I always had a feeling I would end up on TV one day. Maybe it was wishful thinking. Maybe it was instinct. When the cameras finally pointed at me during the filming of Private Chef, it felt strangely natural. While the lights blasted enough heat to scramble an egg on their own, I’d be trying to explain why you shouldn’t rush figs or why a shoulder of lamb needs the kind of patience you usually reserve for small children and flat-pack furniture. Somehow that honesty resonated. The show took off in more than 160 countries, which is bizarre when you consider that half the time I was talking to the camera like it was an old friend and the other half ignoring it completely. These days I split my time between filming, writing recipes, and private chef work, sharing the kind of food that travels well across kitchens, continents, and weeknights.

“I cooked for Madonna and McCartney the same way I cook for anyone - with intention and care.”

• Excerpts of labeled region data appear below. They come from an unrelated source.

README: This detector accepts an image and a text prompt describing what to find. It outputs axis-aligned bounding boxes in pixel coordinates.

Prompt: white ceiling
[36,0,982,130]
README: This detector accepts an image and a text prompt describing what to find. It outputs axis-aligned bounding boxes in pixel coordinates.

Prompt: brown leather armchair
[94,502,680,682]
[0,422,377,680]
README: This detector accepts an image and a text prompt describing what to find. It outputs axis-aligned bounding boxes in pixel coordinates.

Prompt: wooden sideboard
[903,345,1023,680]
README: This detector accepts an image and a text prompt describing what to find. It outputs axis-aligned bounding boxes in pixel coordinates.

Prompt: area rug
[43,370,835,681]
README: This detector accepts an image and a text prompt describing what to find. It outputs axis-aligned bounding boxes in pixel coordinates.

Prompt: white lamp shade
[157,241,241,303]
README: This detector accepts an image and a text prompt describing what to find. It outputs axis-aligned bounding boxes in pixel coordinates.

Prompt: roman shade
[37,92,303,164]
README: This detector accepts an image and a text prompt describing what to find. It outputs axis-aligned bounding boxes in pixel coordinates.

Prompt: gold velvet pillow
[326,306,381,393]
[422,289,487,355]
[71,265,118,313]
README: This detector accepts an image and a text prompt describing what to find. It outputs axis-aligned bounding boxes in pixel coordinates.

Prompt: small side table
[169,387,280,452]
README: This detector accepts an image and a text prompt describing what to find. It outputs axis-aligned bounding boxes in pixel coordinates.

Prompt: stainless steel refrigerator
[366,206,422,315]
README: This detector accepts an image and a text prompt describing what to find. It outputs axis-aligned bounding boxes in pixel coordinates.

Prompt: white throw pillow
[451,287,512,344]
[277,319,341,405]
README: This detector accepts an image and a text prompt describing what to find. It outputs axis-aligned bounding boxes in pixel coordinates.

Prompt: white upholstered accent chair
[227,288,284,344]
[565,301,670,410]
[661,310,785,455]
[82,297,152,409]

People think TV changed me. It didn’t. It just made the kitchen louder. Before all of that, I spent a decade in London’s toughest kitchens, where Ramsay, Wareing and Williams taught me to respect the ingredient, trust my instincts and keep my head when the room gets hot - literally and figuratively. When I came back to South Africa, I built a private chef career cooking for people whose names tend to appear in headlines. They are impressive, sure, but here is the truth. I cooked for them the same way I cook for anyone: with respect for the ingredients, and the understanding that the best meals are not the fanciest but the ones made with what you have and a whole lot of heart.
But if I am honest, all of this started long before London or Los Angeles or a film crew asking me to repeat a line. It started in Zimbabwe, in my mother’s kitchen, where the smell of baking carried more authority than any chef I would meet later. She cooked with reverence, not fuss. My sister taught me scrambled eggs. That was the spark. Everything since has been me following that spark through kitchens, across continents, onto screens and now into whatever comes next.

Book signing with Chef and restaurateur, Marco Pierre White

“Those studio lights were hot enough to scramble an egg. I took it personally.”

At the end of the day, I am still that kid who realized food could say something. I have just learned a few better ways to help it speak.

“Great food isn’t glamorous or scripted. It’s honest, and that’s enough.”